There had to be at least a dozen blankets in the pile. It looks like someone has been sleeping here, either recently or in the past few months. I check down the other aisles for any other signs of life, but there’s nothing. Whoever they were, they’re not here anymore. I went back and checked the books. Most of them are really useful. Most are about survival skills. I find a book on herbs, one on off the grid living, one on pre-electric living, on and on it goes. In the midst of this pile is a book on pre-refrigeration food storage. After a quick browse I saw it had a section on meat preservation. Someone was trying to do the same thing I was, but they don’t appear to have succeeded. Was this the same person I had been seeing signs of when I go hunting.
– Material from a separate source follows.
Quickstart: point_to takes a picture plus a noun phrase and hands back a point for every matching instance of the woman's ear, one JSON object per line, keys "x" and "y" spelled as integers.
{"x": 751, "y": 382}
This thought worried and excited me. It meant there may be more people around. People who may be able to help. They also may be hostile or dead. I’m pretty sure I would have noticed another suburban farm popping up nearby. If the person who was reading these books was the same who was leaving the marks I was seeing, they’re moving closer to my house. The library is a few miles away and I’ve heard no cars and seen no signs of bikes. Maybe we’re just missing each other.

I go back and check the blankets again. I want to see if there’s any clothes or something else to help me figure out who this person may have been. I find nothing more than I did in my first search. It looks like they aren’t staying here anymore. Not sure what to do I fold the blankets and lay them in a pile where I found them. If the person does come back, they will know they’re not alone. I go to the front desk and take a sheet of paper out of the printer. Using one of the pens I write a message telling the person I was here and have the books, and where they can find me. I know it’s taking a risk, but I’m willing to take it.

I had one more thing to do before I left the library with the books I found. I removed the hard drives from the computers at the front desk, from the office behind the front desk, and one of the terminals by the front of the store. I’m willing to bet one of them has an actual index of the books in the library. If I can get it, I can simply look up what books I need at home, make a list, then come back.

I ate my lunch at one of the picnic tables outside the library in hopes the person who had been living there would show up. No such luck. I waited for another hour before I left. I still had to get notebooks. The notebooks were the easiest part of the trip since I knew where they were. I couldn’t get as many as I wanted since I had a dozen books split between my backpack and strapped to the rack over my back tire.

As I rode home, I could only think about the straps digging into my shoulders, and day dreaming about who this other person may be. More than one of these fantasies involved some beautiful young woman showing up at my front door looking for refuge. I let these fantasies play out as they liked, knowing reality never flows that way. If I was really lucky maybe it’s a doctor who can help Ruth. I feel a thrill of panic every time she mentions dying for reasons I don’t want to think about. Every time she brings up her disease, that night months ago when I lay with the window open listening for any sounds of life, and only hearing that great yawing silence of being completely alone plays in my mind. 

It was close to dinner time as I approached my street. I could hear the sounds of my water wheel working away as I turn towards my house. The bugs buzzed as I pedal past the overgrown yards. The front door is open when I arrive and Ruth quickly showed up to greet me with a big smile and one word. “Puppies”.